A big fall in house building pushed the entire construction sector into contraction in August.

The Ai Group and Housing Industry Association Performance of Construction Index fell 5.0 points to 46.6 points in August, from 51.6 points in July.

With a level below 50 points, it indicates activity in the sector is winding down.

The biggest mover was house building, which slumped 13.8 points to 41.1 points in August.

Housing Industry Association chief economist Harley Dale said the residential construction cycle was peaking and the index suggests there is not enough non-residential building work to sustain the sector.

“New home construction has been the kingmaker of the Australian economy in recent years.

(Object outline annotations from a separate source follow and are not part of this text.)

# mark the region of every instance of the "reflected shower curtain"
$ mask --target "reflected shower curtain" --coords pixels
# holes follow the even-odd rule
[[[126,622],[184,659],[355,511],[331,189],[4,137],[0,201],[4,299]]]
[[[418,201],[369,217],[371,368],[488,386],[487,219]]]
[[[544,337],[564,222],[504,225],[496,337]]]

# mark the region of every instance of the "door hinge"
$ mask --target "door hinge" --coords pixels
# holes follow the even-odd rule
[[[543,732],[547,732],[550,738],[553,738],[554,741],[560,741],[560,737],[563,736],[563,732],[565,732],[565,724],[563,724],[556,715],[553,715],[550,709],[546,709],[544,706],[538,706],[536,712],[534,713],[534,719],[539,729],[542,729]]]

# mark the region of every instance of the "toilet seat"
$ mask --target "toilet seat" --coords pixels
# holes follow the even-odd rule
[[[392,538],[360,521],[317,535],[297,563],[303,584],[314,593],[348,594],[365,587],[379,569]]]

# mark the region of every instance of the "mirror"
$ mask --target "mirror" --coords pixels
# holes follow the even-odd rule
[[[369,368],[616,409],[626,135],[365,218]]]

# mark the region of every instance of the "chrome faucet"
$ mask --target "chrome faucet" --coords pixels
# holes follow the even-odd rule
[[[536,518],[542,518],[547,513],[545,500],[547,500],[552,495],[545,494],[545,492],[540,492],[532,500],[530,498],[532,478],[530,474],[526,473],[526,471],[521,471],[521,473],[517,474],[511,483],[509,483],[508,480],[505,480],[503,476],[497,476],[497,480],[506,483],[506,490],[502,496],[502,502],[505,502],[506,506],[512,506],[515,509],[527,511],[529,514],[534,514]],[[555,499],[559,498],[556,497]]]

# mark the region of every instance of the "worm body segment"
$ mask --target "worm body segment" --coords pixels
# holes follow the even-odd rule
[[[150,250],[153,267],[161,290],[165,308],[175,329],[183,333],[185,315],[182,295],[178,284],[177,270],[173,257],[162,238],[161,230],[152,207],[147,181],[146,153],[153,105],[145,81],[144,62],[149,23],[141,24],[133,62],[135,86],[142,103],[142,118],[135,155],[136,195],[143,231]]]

It’s a shame policy makers have failed to respect its importance,” he said in a statement.

“When new home construction inevitably peaks by 2016/17, people will look to a plan for further growth.

“Right now, there seems to be nothing, because housing is the convenient bedrock and nobody has the vision to look beyond the short term.”

Ai Group director of policy Peter Burn said the bad news about house building overshadowed positive growth in apartment, commercial and engineering construction in the month.

He also warned that the employment subindex, also now below the key 50 mark, had fallen to its lowest level in five months.

“Ominously for the near-term, alongside the fall in employment, both new orders and deliveries were negative for the sector as a whole,” Dr Burn added.